Obama presses China over yuan issues
Following a “candid” two-hour meeting yesterday between Chinese Premier, Wen Jiabao, and US President, Barack Obama, it appears China will still not bow to pressure over its currency.
The object of the meeting was to urge China to revalue its currency, the yuan. The US has previously expressed dissatisfaction that China is keeping the value of the yuan low to help its exporters at the expense of overseas competitors.
Trade groups have argued that the yuan, also referred to as the renminbi, is kept up to 40% below what its value should be against the US dollar.
In June, Beijing loosened its currency peg and, while the move was welcomed, the US said the yuan had appreciated just 1.9% against the dollar since that time.
US officials have said China needs to take more drastic action or face consequences. Many have already referred to China as a currency manipulator.
However, China has previously said keeping the yuan stable is “an important contribution” to global recovery and in a speech prior to the meeting, Wen said: “If the renminbi appreciates by 20 to 40 percent according to the requests of the US government, we do not know how many Chinese companies will go bankrupt and how many Chinese workers will be laid off.”

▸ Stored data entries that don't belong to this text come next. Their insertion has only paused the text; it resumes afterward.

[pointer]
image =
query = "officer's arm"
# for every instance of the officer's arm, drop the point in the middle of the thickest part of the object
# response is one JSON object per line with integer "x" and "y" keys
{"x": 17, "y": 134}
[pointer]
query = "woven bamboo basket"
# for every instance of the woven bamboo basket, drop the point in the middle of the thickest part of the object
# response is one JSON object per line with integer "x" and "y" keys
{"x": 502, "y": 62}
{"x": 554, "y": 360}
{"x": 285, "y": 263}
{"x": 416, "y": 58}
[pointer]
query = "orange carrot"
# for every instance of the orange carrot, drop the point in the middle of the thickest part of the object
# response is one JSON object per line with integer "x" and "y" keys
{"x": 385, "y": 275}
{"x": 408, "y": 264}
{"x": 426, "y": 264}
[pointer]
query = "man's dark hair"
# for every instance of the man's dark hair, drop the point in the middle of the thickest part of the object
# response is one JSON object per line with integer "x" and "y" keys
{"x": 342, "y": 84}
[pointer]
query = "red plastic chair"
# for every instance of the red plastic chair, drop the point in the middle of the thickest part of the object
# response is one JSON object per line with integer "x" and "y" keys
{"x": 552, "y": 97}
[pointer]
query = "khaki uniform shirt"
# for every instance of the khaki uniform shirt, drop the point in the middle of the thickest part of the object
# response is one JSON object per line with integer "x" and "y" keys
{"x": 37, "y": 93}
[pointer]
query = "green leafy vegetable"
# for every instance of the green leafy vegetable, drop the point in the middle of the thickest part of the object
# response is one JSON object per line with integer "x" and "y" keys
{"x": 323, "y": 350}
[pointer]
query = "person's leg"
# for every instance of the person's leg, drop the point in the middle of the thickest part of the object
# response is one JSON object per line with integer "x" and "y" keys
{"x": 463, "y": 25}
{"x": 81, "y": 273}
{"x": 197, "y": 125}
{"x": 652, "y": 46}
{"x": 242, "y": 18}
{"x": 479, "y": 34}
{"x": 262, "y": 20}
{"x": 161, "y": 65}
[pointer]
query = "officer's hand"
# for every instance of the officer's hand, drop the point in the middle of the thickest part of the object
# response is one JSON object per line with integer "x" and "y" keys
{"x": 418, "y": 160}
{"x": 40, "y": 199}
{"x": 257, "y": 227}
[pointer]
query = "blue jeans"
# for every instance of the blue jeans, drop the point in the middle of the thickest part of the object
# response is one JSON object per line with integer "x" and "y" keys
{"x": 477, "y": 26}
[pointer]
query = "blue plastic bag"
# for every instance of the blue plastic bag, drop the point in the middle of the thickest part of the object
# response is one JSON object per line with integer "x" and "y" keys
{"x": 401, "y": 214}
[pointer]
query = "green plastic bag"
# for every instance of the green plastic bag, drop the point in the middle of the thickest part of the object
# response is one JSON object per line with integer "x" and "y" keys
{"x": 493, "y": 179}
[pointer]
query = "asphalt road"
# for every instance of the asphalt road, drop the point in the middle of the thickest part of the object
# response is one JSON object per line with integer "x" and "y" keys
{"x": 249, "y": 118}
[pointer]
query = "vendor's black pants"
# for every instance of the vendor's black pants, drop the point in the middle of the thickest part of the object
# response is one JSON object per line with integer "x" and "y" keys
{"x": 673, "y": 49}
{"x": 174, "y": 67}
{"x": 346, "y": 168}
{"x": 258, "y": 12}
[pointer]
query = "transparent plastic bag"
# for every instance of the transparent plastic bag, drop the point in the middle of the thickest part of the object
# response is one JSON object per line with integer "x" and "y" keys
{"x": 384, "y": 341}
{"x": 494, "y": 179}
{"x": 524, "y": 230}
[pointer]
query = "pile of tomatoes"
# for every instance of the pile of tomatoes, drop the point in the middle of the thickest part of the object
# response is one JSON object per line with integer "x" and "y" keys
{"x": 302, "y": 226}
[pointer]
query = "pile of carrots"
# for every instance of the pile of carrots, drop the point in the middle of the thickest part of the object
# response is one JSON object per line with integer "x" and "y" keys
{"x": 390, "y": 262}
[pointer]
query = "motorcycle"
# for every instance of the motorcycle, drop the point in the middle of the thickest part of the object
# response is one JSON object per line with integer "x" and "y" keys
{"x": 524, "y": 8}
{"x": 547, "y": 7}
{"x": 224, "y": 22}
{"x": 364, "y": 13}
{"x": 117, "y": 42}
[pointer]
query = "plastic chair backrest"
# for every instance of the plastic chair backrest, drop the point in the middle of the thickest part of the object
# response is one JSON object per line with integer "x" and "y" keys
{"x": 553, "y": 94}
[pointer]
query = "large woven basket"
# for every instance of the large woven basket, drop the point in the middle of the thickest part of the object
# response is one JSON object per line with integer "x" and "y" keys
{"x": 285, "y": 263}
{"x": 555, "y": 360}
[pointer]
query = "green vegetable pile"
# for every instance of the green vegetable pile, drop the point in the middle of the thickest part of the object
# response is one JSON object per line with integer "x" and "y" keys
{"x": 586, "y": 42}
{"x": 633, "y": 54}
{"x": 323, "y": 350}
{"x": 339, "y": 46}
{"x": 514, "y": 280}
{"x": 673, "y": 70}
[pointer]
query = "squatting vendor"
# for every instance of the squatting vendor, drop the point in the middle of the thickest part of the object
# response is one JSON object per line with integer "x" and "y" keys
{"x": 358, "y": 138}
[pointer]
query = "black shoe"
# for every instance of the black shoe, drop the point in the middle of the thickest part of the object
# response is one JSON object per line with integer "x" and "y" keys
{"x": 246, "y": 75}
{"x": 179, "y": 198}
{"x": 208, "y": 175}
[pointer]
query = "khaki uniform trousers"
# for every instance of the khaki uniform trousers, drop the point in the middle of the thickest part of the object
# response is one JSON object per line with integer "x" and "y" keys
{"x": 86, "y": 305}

The House Ways and Means Committee is today expected to vote on a bill that would allow the Commerce Department to impose tariffs on China by considering the undervalued yuan a barrier to trade.
A vote in the House of Representatives could take place as early as next week.
While the legislation could strengthen Obama’s position, many economists fear it might just further anger Beijing.
Jeff Bader, a White House adviser on Asian affairs, comments: “These two countries have a history with each other, there are nationalist sentiments in both countries that can be stirred up should the problem stagnate.
“We do want to see calm and restraint on both sides, we do want to see them resolve it diplomatically soon,” added Mr Bader.